Isso tem gerado filmes sem vitalidade e sem polêmica, que não impactam o público. O audiovisual serve para catalisar debates. Os filmes de mais sucesso sempre fazem isso. Seja debates políticos sociais ("Tropa de Elite"), seja debates comportamentais (como as comédias). Mas a polêmica e o escândalo são parte importante de toda obra. É parte importante, também da campanha de lançamento.
Isso tudo hoje é cortado. O medo da polêmica tem afastado o público do audiovisual brasileiro. Qual filme brasileiro dos últimos anos gerou polêmica pública?
Com medo da polêmica, o cinema começou a realizar homenagens a músicos e artistas. Algo que o documentário já fazia há anos chegou também à ficção. Ou faz filmes para a bolha de esquerda que fazem o sucesso relativo.
É o que foi possível fazer em um ambiente onde todos tem medo de polêmica. E é um gênero legal é possível. Mas é pouco para conquistar o público. O que conquista mesmo são as obras polêmicas.

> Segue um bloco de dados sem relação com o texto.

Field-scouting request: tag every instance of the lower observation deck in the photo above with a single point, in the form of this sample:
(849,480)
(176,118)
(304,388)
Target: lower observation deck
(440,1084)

No Brasil de hoje não tem como um Autor Livre existir.
Existem os filmes de baixo orçamento, mas que ficam presos à estética dos festivais de cinema, que há décadas não dialogam com o público. Você pode ser livre naquela bolha sem público, mas na indústria mesmo a liberdade é restrita.
Um dado interessante: grande parte dos autores e roteiristas que sabem dialogar com o público e já fizeram sucesso em cinema e TV ficaram sem trabalho nos últimos anos. Foram abandonados na meia idade, no auge do poder criativo. O cinema brasileiro em crise de público e artistas que já mostraram que sabem fazer são substituídos por jovens inexperientes selecionados por outros critérios, em geral, ligados a questoes como cor da pele, gênero ou opção sexual.
A Ancine sequer pontua o roteirista em sua avaliação. Eles adoram falar que não tem bons roteiros. Mas não falam que o autor é desprestigiado.
E os autores livres, fazem obras ousadas, que vão recuperar o público para o cinema brasileiro. E dá para fazer. A sugestão concreta está no início do artigo. É só ter uma linha de financiamentos no Fundo Setorial para os Artistas Livres.